Kalimat itu sangat kusyuk Riko lantunkan dalam do’anya seusai shalat subuh. Nanda terdengar mengamininya dari belakang.

Ketika mentari pagi menyambut, mereka meneruskan perjalanan. Mencari tempat lain untuk beristirahat malam nanti. Menelusuri sepanjang jalan Ibu Kota yang tak pernah sepi. Perlahan tapi pasti Riko yakin akan menemukan petunujuk untuk memulai lembaran baru mereka dalam kejamnya hidup di Ibu Kota.

Ini merupakan hari kedua setelah mereka tak lagi tinggal di rumah mewah nan megah itu.Wajah Ayah dan Ibunya selalu terbayang dalam benak Ananda. Setiap langkah, setiap saat, dan setiap hembusan nafasnya. Teringat masa-masa indah, sebelum kepergian orang tuanya. Saat dimana ulang tahun terakhirnya dirayakan. Saat dimana Ayah dan Ibunya memberinya dolphin doll itu. Dolphin doll yang tak pernah lepas dari tangan kecilnya.

***

Habis gelap, terbitlah terang. Ungkapan yang tepat untuk Riko dan Nanda saat ini. Allah menjawab derita mereka. Setelah berbulan-bulan hidup terlantar dalam ketidak pastian, kini mereka telah mendapatkan tempat tinggal.

Di dekat rel kereta api diujung jalan sana ada sebuah gubuk kecil yang tak berpenghuni. Sangat kotor dan berdebu tentunya. Atapnya yang terbuat dari sebilah seng juga sudah agak rusak dan berlubang-lubang. Namun masih layak untuk di tempati beberapa orang. Meski tak semewah dan sebesar rumah mereka dulu.

“Allah memang Maha Penyayang” kata Riko, tersenyum.
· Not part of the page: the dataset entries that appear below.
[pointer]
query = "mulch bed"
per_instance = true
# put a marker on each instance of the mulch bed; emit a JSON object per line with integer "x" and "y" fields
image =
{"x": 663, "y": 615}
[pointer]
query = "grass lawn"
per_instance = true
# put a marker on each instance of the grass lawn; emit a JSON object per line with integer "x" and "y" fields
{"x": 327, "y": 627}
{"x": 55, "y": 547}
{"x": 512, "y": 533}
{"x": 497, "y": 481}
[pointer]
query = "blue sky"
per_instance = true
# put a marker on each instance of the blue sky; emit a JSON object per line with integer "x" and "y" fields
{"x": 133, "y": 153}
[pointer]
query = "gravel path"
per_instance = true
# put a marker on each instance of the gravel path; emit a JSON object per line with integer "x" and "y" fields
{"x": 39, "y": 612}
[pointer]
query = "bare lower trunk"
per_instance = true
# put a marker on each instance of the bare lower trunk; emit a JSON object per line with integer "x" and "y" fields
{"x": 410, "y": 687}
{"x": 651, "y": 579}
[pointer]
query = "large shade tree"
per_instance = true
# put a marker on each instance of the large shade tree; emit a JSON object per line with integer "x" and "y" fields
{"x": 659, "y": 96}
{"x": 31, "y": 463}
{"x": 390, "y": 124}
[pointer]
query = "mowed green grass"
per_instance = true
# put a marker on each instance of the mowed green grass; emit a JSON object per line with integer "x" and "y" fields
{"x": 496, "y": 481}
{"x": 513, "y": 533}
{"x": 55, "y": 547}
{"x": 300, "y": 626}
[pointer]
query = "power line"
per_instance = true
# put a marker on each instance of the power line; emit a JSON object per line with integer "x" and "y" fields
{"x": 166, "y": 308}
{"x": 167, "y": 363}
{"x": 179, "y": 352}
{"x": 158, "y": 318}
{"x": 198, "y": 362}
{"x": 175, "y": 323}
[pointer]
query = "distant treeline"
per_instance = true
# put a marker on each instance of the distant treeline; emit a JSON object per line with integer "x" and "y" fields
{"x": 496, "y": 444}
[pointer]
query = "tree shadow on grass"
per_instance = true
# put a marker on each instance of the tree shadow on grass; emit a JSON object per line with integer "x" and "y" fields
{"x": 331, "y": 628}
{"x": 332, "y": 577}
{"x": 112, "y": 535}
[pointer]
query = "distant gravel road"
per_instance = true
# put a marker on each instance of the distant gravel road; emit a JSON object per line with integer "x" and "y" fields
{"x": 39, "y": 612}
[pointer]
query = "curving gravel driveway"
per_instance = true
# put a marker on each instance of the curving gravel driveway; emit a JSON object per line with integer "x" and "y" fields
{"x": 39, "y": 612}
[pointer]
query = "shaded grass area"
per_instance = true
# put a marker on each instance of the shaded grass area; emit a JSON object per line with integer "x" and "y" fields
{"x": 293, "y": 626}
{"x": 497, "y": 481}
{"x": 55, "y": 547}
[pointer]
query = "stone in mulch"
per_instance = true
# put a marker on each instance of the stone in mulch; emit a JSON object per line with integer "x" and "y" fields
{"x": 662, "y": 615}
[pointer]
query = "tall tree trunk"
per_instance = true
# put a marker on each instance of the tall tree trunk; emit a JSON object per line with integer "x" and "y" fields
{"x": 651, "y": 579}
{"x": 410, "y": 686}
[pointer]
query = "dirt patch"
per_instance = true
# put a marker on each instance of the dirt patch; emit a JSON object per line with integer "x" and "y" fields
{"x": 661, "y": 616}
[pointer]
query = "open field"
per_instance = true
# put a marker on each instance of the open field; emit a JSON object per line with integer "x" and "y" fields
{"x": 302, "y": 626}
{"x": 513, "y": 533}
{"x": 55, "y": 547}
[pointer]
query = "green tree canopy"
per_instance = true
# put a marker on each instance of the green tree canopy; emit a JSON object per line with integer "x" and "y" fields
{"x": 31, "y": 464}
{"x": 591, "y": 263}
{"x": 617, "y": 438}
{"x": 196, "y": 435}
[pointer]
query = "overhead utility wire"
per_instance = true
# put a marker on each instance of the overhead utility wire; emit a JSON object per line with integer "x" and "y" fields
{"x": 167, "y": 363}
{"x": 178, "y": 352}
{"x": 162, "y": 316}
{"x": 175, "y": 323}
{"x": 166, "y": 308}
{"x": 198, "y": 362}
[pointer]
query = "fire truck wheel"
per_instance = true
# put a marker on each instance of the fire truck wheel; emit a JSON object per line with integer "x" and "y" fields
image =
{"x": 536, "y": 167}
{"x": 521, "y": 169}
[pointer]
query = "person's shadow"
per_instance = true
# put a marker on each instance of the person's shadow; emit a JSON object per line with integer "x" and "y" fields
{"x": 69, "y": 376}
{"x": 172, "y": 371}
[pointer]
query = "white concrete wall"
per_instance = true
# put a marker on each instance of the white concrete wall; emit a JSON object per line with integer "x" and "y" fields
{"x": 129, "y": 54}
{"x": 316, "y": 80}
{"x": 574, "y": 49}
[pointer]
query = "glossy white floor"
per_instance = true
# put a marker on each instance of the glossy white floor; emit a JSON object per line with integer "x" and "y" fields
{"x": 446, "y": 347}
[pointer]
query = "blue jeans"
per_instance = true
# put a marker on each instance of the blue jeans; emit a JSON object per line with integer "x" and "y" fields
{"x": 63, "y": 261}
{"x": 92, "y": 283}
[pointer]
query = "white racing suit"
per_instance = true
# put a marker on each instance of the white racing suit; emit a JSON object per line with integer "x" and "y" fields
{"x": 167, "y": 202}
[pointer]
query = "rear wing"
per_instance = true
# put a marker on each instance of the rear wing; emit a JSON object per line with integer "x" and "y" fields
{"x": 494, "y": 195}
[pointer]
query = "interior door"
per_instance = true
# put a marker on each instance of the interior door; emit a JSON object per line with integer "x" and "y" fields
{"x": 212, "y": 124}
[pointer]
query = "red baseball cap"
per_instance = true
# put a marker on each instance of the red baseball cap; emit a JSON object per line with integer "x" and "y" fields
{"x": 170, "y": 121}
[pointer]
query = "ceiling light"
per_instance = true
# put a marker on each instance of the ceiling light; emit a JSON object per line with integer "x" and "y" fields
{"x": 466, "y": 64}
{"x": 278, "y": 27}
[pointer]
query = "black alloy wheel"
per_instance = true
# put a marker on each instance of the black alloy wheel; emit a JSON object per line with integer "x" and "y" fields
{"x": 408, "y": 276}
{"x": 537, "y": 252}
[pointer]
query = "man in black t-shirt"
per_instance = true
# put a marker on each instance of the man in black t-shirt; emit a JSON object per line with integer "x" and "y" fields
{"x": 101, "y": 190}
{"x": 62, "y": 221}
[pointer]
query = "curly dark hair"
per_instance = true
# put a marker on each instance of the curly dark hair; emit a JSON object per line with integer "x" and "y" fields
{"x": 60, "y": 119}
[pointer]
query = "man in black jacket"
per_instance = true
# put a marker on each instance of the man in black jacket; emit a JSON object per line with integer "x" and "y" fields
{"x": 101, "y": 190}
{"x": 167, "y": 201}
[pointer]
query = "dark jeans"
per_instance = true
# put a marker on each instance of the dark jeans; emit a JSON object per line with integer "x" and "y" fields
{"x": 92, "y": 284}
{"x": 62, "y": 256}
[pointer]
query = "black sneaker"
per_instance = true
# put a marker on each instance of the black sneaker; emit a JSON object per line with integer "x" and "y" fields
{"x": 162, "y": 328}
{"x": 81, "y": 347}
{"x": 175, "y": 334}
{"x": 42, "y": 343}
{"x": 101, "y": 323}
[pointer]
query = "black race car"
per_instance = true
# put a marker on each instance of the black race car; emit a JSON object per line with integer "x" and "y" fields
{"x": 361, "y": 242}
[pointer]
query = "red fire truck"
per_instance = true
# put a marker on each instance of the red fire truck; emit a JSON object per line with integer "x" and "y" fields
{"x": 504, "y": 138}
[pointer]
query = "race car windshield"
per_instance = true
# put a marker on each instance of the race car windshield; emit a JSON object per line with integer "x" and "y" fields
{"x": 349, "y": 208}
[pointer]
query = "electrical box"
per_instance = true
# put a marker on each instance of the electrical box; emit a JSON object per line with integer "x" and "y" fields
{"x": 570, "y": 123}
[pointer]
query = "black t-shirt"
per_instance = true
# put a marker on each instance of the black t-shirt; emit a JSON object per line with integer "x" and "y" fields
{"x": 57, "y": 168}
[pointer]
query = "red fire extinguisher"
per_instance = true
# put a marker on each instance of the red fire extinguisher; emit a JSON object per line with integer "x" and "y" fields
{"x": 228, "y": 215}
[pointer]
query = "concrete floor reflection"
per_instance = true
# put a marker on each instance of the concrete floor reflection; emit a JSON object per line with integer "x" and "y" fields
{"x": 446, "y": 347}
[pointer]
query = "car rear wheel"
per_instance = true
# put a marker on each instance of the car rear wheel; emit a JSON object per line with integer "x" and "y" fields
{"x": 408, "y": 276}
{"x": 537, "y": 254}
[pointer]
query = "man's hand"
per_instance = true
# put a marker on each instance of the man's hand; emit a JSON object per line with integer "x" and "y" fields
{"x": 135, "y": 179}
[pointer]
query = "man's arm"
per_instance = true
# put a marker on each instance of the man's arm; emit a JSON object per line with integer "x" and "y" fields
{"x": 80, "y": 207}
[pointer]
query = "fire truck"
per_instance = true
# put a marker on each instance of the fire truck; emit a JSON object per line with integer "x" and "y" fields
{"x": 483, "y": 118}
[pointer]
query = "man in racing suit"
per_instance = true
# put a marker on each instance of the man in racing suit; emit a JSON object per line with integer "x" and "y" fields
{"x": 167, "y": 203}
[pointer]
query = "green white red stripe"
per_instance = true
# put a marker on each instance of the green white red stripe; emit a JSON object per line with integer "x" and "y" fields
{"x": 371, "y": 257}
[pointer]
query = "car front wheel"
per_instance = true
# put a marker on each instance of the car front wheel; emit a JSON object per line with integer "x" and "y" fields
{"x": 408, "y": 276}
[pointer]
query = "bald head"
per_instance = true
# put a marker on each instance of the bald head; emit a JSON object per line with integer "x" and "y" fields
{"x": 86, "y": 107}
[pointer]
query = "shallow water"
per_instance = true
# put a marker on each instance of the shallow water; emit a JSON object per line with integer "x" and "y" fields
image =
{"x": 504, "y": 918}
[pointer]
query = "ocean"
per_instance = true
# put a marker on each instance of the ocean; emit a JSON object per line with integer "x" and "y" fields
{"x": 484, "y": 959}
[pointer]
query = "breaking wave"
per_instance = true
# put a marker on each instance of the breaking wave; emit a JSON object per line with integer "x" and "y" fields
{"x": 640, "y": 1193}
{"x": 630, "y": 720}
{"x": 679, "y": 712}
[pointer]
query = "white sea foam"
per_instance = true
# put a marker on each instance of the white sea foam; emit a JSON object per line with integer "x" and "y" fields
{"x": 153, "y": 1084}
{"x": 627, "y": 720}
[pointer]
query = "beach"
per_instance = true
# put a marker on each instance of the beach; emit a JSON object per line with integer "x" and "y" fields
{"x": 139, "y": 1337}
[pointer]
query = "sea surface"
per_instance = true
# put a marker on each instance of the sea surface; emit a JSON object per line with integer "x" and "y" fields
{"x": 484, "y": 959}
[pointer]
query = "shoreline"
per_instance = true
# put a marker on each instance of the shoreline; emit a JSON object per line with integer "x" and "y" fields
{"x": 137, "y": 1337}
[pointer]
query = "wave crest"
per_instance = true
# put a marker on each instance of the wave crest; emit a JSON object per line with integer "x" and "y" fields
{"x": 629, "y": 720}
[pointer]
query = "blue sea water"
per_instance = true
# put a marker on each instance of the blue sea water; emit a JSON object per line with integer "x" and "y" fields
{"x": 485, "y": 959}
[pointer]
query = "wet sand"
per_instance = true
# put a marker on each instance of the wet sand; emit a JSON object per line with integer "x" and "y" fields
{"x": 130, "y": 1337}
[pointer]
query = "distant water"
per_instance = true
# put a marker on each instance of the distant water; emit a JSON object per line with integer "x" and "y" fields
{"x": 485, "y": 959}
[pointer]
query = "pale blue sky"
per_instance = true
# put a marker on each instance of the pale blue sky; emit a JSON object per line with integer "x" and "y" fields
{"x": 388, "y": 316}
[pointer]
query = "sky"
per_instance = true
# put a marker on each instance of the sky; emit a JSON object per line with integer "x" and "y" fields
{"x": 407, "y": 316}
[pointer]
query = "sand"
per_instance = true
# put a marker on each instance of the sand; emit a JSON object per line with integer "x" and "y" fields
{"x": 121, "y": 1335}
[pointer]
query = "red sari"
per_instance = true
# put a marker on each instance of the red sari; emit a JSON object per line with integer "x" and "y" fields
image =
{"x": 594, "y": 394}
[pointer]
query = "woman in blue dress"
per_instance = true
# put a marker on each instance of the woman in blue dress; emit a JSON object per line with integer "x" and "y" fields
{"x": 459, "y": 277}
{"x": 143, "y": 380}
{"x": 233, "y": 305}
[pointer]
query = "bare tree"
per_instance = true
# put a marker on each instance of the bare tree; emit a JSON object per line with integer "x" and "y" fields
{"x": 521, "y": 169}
Kepalanya diputarkan kearah Nanda yang ia gandeng.

“Iyah kak” Nanda membalas senyum Riko. Wajahnya bersinar. Meski masih terselip kesedihan dimatanya.

Sesegera mungkin mereka masuk. Setelah meletakkan tas kumalnya, Riko keluar, hendak memperbaiki atap gubuk itu.

“Hati-hati kak” Seru Nanda melihat Riko yang sudah mendarat diatas gubuk.

“Iyah”

“Mau Nanda bantu kak ?”

“Enggak usah, Nanda didalam saja”

Tak ingin membantah perintah Riko, Nanda beranjak masuk.

Langit sore menyambut. Sang surya perlahan menghilang, bersama munculnya awan mendung yang menggumpal. Para pekerja bangunan mulai bepergian dari gedung-gendung pencakar langit yang tak kunjung jadi.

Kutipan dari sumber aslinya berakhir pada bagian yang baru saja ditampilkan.